座り込んだまま無言で夜空を仰ぎ続けているライスの傍らにブルボンは歩み寄り、震えながら膝をついた。

「あなた、…あなたは…」

言葉にならない声が、ブルボンの唇から洩れた。

 

 

「…ブルボンさん、」

夜空の蒼月に視線を向けたまま、ライスは蒼眼を微笑させて、静かに口を開いた。

「ライスの使命、終わったみたい…。
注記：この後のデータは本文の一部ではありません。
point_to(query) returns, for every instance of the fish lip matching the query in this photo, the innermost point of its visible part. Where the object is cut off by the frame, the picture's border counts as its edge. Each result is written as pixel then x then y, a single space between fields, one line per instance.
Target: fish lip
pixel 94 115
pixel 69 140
」

 

 

そう、使命は終わった…

ライスの瞳は、蒼月の朧な光を見つめ続けつつ、自分の行動を想い返した。

 

あの時、サイレンススズカの危機を直感した時、私はもう走り出していた。

考えるより前に脚が動いていた。

左脚も、地面を蹴っていた。

痛みも何も感じる余裕がなかった。

ただ無我夢中で、風を切り裂いて走った。

屋上にたどり着き、落ちかかっていたサイレンススズカの腕を握り締め、全身に力を込めて彼女を救い上げた時も、ただ無我夢中だった。

 

スズカを救い上げて、沖埜とスペが彼女を抱きしめている姿を目の当たりにした時、私は安堵すると同時に、自分の左脚の状態に気がついた。

もう、感覚もなくなっていた…

 

 

「最後の力、振り絞ってくれたのね…」

想い返した後、ライスは感覚のなくなった左脚を労うように優しく撫でた。

 

ケホッ…

彼女の口元から、紅い血が一筋流れていた。